Step 11: Decide How Often It Should Refresh
Not every dashboard needs to update every second.
For some teams, refreshing when the layout opens is enough. For others, a refresh button may be better. Some dashboards may need a scheduled server-side refresh every 15 minutes, hourly, or overnight.
Ask what the dashboard is used for.
If it supports real-time production decisions, it may need frequent refreshes. If it supports daily management review, refreshing once in the morning may be enough.
Avoid unnecessary refreshes that slow down the system.
Step 12: Start Small
The first dashboard should not try to answer every question.
Start with a focused version:
- Five metric cards
- One exception list
- One chart
- Three drilldowns
- One refresh script
Then watch how people use it.
Do they click into late jobs? Do they care about throughput by department? Are the alert thresholds right? Are there metrics nobody uses?
A dashboard should evolve based on decisions, not decoration.
Final Thoughts
A practical FileMaker dashboard does not have to be complicated.

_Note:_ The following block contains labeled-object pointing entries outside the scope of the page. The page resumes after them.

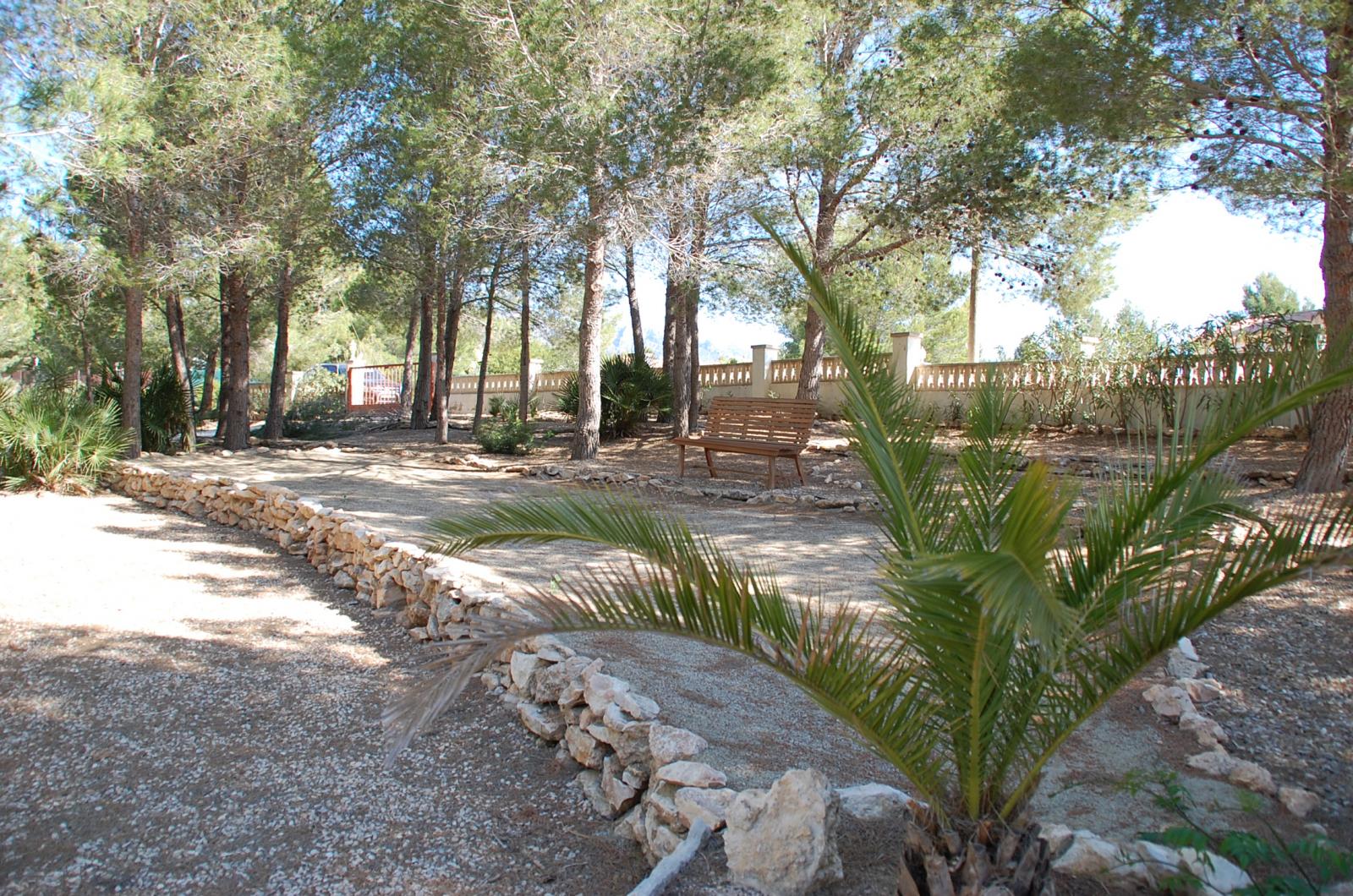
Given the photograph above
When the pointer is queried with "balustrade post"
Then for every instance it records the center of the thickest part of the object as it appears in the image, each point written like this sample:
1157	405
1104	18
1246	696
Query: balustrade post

Start with the business questions. Map those questions to existing data. Add simple calculations where needed. Decide whether live reporting or a dashboard cache makes more sense. Build a focused layout with metric cards, exception lists, charts, and drilldowns.
The best dashboards help people act.
For many FileMaker systems, the data is already there. The opportunity is to make that data easier to see, understand, and use.